By the end of the week, about 1,000 Six Nations members are expected to have been vaccinated or received their first dose since a vaccine was first announced in December 2020.
While the country faces a Covid-19 vaccine shortage, First Nations communities are receiving priority shipments because of the population’s pre-existing health conditions and vulnerability to Covid complications, said Six Nations Paramedic Supervisor Derek Wharrie, who is overseeing the Covid vaccine clinic at Six Nations.
About 200 people came through the doors of the Covid vaccine clinic at Emily C. General Elementary School Tuesday with another 300 expected to receive their shots on Thursday.
The clinic serves seven people every eight minutes.
“We’re very regimented on our time,” said Wharrie. “Nobody comes in without an appointment for everybody’s safety.”
Clients are screened for Covid symptoms at the entrance to the school and are required to wear a face covering before proceeding to the gym for their shot.
A doctor is on site to answer any questions people have about the vaccine and the site is fully equipped with the staff and equipment needed in case of any adverse reactions to the vaccine.
So far, there has been one adverse reaction since the vaccine rollout began on Mar. 2, said Wharrie, but the person recovered without complications, he said.
“We have the capability of starting treatment here,” he said.
Six Nations received a shipment of 6,000 doses of the Moderna vaccine on Friday, moving Six Nations full steam ahead in its Covid-19 vaccination rollout.
“We’re still ramping up,” said Wharrie, adding that a call centre manned by five people will be established this week to book vaccine appointments.
Six Nations nurses and paramedics are administering the vaccine at six separated vaccination “pods” inside the gym at Emily C. General.
Clients receive two doses of the vaccine, with the second dose delivered 28 days after the first.
Immunity starts a few days after first dose and goes up further after second dose, said Wharrie.
“That second booster shot brings it up.
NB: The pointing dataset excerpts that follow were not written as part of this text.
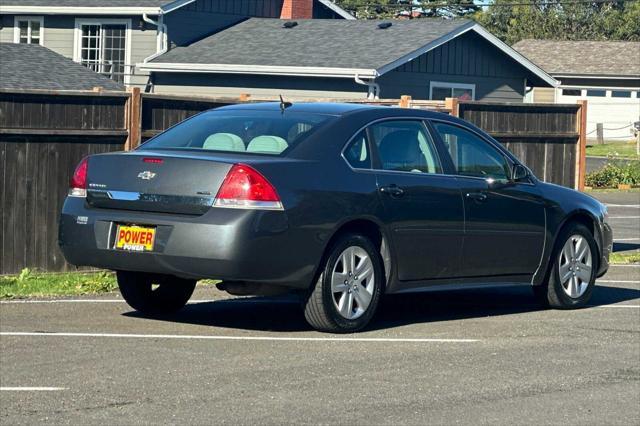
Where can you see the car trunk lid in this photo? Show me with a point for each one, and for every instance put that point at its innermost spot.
(184, 183)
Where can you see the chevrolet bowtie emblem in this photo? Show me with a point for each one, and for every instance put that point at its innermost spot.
(146, 175)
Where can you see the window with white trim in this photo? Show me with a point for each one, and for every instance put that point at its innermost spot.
(439, 91)
(103, 48)
(28, 29)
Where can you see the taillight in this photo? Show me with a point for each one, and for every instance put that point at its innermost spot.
(78, 182)
(246, 188)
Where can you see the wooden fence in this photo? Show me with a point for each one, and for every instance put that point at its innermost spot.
(548, 138)
(44, 134)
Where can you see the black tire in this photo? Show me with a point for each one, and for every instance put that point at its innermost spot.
(551, 293)
(169, 295)
(321, 311)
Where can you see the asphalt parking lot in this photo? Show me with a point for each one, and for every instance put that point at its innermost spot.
(475, 357)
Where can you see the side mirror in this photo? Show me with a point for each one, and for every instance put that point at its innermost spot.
(519, 173)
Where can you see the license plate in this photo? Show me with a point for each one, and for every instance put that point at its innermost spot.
(135, 238)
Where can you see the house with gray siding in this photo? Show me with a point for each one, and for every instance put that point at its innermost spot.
(111, 37)
(604, 73)
(31, 66)
(424, 58)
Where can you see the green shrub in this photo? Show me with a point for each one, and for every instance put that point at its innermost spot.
(615, 173)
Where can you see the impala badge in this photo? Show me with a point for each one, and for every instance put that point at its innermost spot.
(146, 175)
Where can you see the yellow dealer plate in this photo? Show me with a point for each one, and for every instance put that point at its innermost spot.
(135, 238)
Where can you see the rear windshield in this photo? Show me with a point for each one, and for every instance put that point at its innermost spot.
(256, 132)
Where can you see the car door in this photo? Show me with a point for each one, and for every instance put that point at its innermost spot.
(504, 220)
(424, 209)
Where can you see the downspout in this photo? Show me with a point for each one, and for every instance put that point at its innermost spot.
(162, 46)
(373, 91)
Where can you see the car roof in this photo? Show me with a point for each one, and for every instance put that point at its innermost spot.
(308, 107)
(344, 109)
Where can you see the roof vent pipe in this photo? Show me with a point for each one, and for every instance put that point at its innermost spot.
(373, 91)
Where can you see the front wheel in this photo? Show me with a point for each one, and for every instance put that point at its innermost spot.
(573, 272)
(347, 292)
(154, 294)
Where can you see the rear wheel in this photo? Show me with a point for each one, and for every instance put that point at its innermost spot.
(573, 273)
(154, 294)
(346, 295)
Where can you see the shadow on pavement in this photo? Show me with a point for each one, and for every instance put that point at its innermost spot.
(284, 314)
(625, 246)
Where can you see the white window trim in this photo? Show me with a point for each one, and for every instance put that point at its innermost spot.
(447, 85)
(77, 41)
(16, 27)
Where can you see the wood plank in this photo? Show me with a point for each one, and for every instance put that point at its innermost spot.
(3, 203)
(63, 132)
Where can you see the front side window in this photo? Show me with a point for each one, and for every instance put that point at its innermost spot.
(103, 49)
(442, 90)
(405, 146)
(28, 30)
(256, 132)
(357, 153)
(471, 155)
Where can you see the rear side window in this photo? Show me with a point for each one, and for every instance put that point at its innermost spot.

It’s important to get that first vaccine to as many people as we can because there is a significant efficacy around that.”
There are about 17,000 people on Six Nations and Wharrie says the Brant County Health Unit has promised enough doses for the whole community.
“Essentially we have enough for as many as want it,” said Wharrie.
The distribution matrix approved by council last month prioritizing seniors and those with health conditions will no longer be used since there is enough vaccine for the whole population.
Up until last weekend , the community only had access to a few doses.
“Finally, that mass supply has come through,” said Wharrie.
The BCHU is storing the frozen vaccine for Six Nations, he said. Doses are shipped here and stored at Six Nations Public Health, where, once thawed, last 30 days. Once the vial is punctured, the vaccine is good for six hours, said Wharrie.
After receiving the shot, staff ovbserve clients for 15 minutes to watch for adverse reactions before they exit the gym and book their second appointment.
Physical distancing and other safety measures are observed throughout.
“Safety is of utmost importance.”
Wharrie said the usual side effects of the vaccine include soreness in the arm and mild cold symptoms.
The second round of doses will be administered beginning Mar. 30.
Prior to Tuesday, 550 Six Nations people were vaccinated, with 200 expected on Tuesday and 300 expected on Thursday.
Wharrie said people are nervous when they first come in for their shot but by the time they’ve gone through the process and waited the 15 minutes, “they’re very relieved. They’re impressed with the process and feel very safe.”